Cruden, the simulator and simulator software manufacturer, has launched a new software application for tire and vehicle models to help automotive and motorsport vehicle dynamics engineers improve the accuracy of their simulations. It works out of the box with any vehicle simulation that has Simulink connectivity.
This new software application from Cruden is programmed to determine how the tire / road contact patch is deformed, replacing the single point tire contact patch with multiple points. It provides highly improved input to the tire model, resulting in far more detailed and precise forces and moments as well as road-normal calculations.
Working with any combination of vehicle and tire model in real time, SISTer is a separate process which frees the vehicle model from the computational load associated with evaluating 3D scanned surfaces.
The software, developed by Cruden’s in-house computer scientists, is a flexible package, working with many forms of surface data: LIDAR data represented by a triangular mesh or as a point cloud, OpenCRG files, or smooth splines enhanced with spatial properties. Based on the current wheel-position, -orientation and road surface irregularities, SISTer evaluates contact path deformation for every tire simulation timestep and returns road normal and dynamic application point within less than 2 ms to the tire model.
The use of SISTer is not limited to tire-road interaction; it can also be used for instance to detect collision between the vehicle chassis or race car plank with road surface, or as a ride height estimator for aero models.
Once loaded, SISTer holds the surface data (often tenths of Gb) in memory between simulation sessions if the road route or race track does not change. This is very effective when conducting repeated simulation runs at the same track or route, where loading time is dramatically reduced.

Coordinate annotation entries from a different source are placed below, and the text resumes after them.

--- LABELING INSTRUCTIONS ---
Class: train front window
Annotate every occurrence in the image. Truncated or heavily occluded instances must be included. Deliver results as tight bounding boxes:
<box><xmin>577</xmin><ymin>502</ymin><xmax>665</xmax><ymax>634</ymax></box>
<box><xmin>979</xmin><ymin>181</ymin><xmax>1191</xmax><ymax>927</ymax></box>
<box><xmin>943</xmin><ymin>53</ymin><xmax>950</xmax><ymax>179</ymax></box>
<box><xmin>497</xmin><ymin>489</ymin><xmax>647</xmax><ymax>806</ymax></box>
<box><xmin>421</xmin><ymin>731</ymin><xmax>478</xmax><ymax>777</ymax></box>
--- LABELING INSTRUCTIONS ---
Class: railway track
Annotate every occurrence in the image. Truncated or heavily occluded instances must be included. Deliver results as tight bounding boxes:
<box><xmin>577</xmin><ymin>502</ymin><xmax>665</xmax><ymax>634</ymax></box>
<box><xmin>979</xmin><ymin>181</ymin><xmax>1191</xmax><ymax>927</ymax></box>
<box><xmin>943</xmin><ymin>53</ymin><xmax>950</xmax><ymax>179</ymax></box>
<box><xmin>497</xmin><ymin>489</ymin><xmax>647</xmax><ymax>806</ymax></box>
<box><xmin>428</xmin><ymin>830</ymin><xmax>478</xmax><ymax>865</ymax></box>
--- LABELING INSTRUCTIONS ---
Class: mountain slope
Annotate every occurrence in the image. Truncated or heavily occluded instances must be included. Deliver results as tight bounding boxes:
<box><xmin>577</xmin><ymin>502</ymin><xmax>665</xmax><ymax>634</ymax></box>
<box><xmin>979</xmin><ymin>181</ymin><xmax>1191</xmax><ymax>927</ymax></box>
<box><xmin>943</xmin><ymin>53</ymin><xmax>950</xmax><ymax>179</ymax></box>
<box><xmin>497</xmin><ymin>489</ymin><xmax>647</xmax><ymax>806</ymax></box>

“SISTer has been developed as a result of our vehicle dynamics and ride and comfort work with automotive OEMs where higher quality scans and road definition are required, for example, to enable test drivers to get the precise feeling of paint strips leading up to a junction,” explains Nico Kruithof, computer scientist at Cruden.
“Racing drivers will also feel the benefit, at contact with curbs, for example, where relying on single point road contact models results in missing or misinterpreting the available road surface detail. Incorporating the data to the extent required for such a realistic vehicle model, without a package like SISTer, is currently limited due to the computational burden.